Shaw v. Skype
Shaw vs. Skype: Overview of Marketing Problems
Currently, Shaw Communications services offer a diverse range of communications options to its customers, from cable television, to Internet services. Its diversity of services as a company is its strength, as well as the long-established quality of its communications services for television and the Internet. Shaw is also a specifically Canadian-based company, specifically addressing the communications needs of Canadian consumers. However, the provider Skype has a tremendous advantage in the telephony market at present as a competitor of Shaw.
First is the fact that Shaw is the industry's first mover in the VOIP market. With a new and developing technology of great potential desirability in today's net-addicted age, Shaw has already garnered eleven million users internationally, and its international base means that its word of mouth has spread in a positive fashion all over the globe. Also, quite often with new technology, individuals are unwilling to change their service provider unless the new technical provider can offer great cost advantages to the customer. Since Skype is free, Shaw cannot offer such a competitive market advantage in terms of pricing. Also, Skype's international focus and positioning means that it has a broader array of consumers to draw from, as opposed to Shaw's regional focus.
If Shaw decides to enter the VOIP market it must find a way to overcome Skype's first mover advantage. It could do this in terms of market placement in the sense that it can offer VOIP as a part of a bundle of other Internet services to its current Canadian clientele.

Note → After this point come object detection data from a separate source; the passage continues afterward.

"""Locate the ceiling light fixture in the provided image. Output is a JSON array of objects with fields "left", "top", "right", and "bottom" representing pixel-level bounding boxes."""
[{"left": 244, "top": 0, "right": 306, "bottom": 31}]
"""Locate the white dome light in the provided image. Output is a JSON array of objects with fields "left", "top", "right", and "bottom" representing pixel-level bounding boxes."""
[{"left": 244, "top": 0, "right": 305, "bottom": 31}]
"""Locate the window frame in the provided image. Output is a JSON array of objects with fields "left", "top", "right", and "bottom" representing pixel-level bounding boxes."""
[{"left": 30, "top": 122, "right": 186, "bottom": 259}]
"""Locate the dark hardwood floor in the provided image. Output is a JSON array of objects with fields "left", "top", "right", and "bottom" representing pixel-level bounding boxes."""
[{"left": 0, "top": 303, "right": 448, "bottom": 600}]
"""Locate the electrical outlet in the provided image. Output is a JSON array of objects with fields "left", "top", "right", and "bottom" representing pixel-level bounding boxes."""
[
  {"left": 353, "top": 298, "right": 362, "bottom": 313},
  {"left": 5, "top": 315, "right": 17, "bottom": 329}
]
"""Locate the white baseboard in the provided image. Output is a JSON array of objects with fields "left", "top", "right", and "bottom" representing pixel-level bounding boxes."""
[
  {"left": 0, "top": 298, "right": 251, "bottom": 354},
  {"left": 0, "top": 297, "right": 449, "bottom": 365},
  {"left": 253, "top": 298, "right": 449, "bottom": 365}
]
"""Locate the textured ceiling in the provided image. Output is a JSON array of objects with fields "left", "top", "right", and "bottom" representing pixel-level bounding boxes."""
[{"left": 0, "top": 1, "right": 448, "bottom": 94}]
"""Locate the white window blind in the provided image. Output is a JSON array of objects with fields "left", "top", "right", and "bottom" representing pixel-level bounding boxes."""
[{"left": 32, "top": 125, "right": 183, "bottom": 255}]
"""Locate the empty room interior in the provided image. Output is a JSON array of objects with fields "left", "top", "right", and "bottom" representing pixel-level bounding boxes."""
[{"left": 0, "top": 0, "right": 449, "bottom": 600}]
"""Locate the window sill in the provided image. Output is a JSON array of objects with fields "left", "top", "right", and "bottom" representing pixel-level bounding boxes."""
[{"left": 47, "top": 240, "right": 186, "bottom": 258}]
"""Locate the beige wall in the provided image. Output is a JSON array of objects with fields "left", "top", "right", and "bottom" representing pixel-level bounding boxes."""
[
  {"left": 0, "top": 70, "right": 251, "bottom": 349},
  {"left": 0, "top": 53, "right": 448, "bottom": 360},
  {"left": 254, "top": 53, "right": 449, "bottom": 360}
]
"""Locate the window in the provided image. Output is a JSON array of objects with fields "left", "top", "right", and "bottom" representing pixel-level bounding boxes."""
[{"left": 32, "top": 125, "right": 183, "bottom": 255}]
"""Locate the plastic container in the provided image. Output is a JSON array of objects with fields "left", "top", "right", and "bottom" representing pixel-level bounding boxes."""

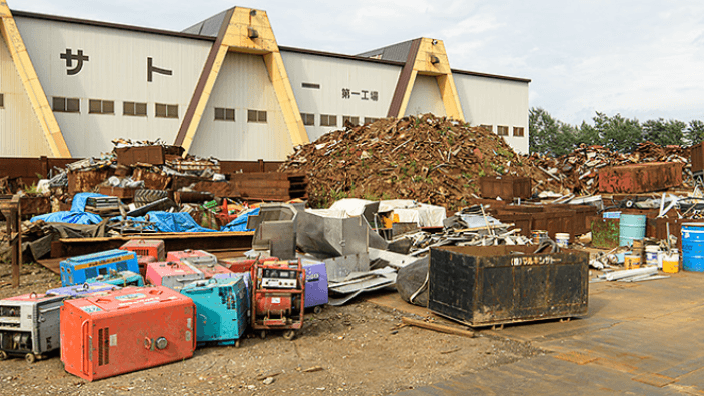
[
  {"left": 680, "top": 223, "right": 704, "bottom": 272},
  {"left": 662, "top": 250, "right": 680, "bottom": 274},
  {"left": 623, "top": 254, "right": 641, "bottom": 269},
  {"left": 555, "top": 232, "right": 570, "bottom": 249},
  {"left": 618, "top": 214, "right": 645, "bottom": 246},
  {"left": 645, "top": 245, "right": 660, "bottom": 266}
]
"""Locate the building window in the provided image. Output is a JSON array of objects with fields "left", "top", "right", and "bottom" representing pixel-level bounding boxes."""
[
  {"left": 479, "top": 124, "right": 494, "bottom": 132},
  {"left": 155, "top": 103, "right": 178, "bottom": 118},
  {"left": 342, "top": 116, "right": 359, "bottom": 126},
  {"left": 122, "top": 102, "right": 147, "bottom": 117},
  {"left": 52, "top": 96, "right": 81, "bottom": 113},
  {"left": 301, "top": 113, "right": 315, "bottom": 125},
  {"left": 215, "top": 107, "right": 235, "bottom": 121},
  {"left": 247, "top": 110, "right": 266, "bottom": 122},
  {"left": 88, "top": 99, "right": 115, "bottom": 114},
  {"left": 320, "top": 114, "right": 337, "bottom": 126}
]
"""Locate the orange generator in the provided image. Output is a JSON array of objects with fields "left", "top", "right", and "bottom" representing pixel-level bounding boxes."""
[{"left": 60, "top": 286, "right": 196, "bottom": 381}]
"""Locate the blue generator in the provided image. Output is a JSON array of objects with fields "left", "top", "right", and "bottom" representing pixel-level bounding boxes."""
[
  {"left": 60, "top": 249, "right": 139, "bottom": 286},
  {"left": 86, "top": 270, "right": 144, "bottom": 287},
  {"left": 181, "top": 277, "right": 249, "bottom": 346}
]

This would certainly be an incentive to Shaw's current Canadian Internet users, but might not draw new users from a broader, international base. However, Shaw can also offer security of its longstanding reputation in other communications services. As in a company is better established than Skype, and thus may weather a potential market shift or change. Shaw can also assure its customers that it will provide continued assistance and support, should their be any difficulties in using or integrating the new VOIP communications system into current business or personal systems. Shaw must corner the emerging VOIP market on ease, quality, and reliability before other movers into the market, and thus attempt to circumvent Skype's first mover inroads.